昨日の夜、いつものバレーボールから帰って来た妻が、「玄関の前に鳩がずっといる。」と言ってきた。マンションの僕の部屋の玄関の前、手すり壁の上に夕方からずっと同じ鳩がいるらしい。
「近づいても逃げないんよ。」
正確には飛びたたずにに歩いて逃げるらしい。
近づいて行くと、手すり壁の上をひょいひょいと数歩歩いて逃げ、また一歩近づくとひょいひょいと数歩歩いて逃げ、を繰り返し、エレベーターホールのある壁の曲がり角まで来ると、軽く飛んで再び僕の部屋のドアの前に戻る。
また、玄関の前から追いやると、ひょいひょいと歩いて少しずつ逃げ、壁の曲がり角まで行くと軽く飛んで玄関前に戻る。
2~3回それを繰り返したのち、妻は家に帰って来たらしい。
「両足に何か黄色い輪っかが付いてる。あと、めっちゃ大量のウンコしてる。」
水と、数枚のチラシを折りたたんで作った棒を手に、妻はもう一度玄関を出て行った。
しばらくしたら糞を掃除した妻が帰って来た。「やっぱりずっといるんよ。」
以前に住んでいたマンションで、やっぱりうちの玄関前に、鳩のつがいが数本の藁みたいなもので雑な巣を作って、卵を生んでしまったことがあった。鳩は営巣本能が強くて「ここを巣」と決めてしまったら退かない生き物だという。
ただ、「あまりにもうちの玄関前」だったもので、妻はその卵を靴先で転がして移動させようとした。そしてうっかり卵を壊してしまった…。
その後しばらくの間、妻は玄関を出ると二羽の悲しそうな鳩に付き纏われるようになった。
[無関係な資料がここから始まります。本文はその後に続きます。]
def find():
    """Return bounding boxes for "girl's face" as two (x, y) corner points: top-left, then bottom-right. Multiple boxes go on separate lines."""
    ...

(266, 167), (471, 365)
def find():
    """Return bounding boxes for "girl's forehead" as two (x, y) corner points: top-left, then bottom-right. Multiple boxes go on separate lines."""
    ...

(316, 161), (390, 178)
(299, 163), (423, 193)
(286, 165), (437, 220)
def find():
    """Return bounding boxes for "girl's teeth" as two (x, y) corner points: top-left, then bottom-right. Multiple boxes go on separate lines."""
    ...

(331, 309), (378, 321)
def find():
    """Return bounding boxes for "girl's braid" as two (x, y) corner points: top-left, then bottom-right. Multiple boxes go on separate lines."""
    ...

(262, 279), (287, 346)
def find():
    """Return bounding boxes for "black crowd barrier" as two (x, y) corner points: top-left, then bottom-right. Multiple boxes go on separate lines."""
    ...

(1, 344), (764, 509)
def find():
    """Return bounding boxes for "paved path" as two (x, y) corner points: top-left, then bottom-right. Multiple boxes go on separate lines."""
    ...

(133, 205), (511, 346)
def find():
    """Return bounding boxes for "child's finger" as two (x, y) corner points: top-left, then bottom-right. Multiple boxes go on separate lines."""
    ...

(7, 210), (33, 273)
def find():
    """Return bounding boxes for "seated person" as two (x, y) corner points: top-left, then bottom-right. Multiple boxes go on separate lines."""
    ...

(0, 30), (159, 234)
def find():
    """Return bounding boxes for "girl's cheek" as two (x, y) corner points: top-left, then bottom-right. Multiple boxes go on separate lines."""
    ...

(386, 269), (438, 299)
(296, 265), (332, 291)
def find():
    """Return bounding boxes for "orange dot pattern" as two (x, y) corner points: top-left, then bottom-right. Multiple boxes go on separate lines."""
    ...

あれ以来、妻は玄関前の鳩に敏感だ。(普段は鳩が来ることなんてないけど)
「伝書鳩か、レース中の鳩だな。」僕は言った。
多分、飼われている鳩で人に慣れているから逃げない。レースの途中で、今日はもう長距離を飛んでクッタクタに疲れ果てているのだろう。「おっ、良さそうな場所がある。今夜はここで羽を休めよう。」そう決めたんだと思う。必死で飛んでいる間、ずっと我慢していたウンコもやっと出せたんだろう。
だから、そっとしといてやんな。おそらくプロの鳩だよ。
「えー?そうかなぁ。」妻は言った。
今朝、仕事に行くのに部屋から出たら、もう鳩はいなかった。
再び旅立っていったのだろう。
あとには昨日の三倍の量の、山盛りの緑色の糞だけが残されていた。
「鳩がゆっくりできたわ、ありがとうって言ってたよ。」僕が言うと、
「えー?そうかなぁ」と妻が言った。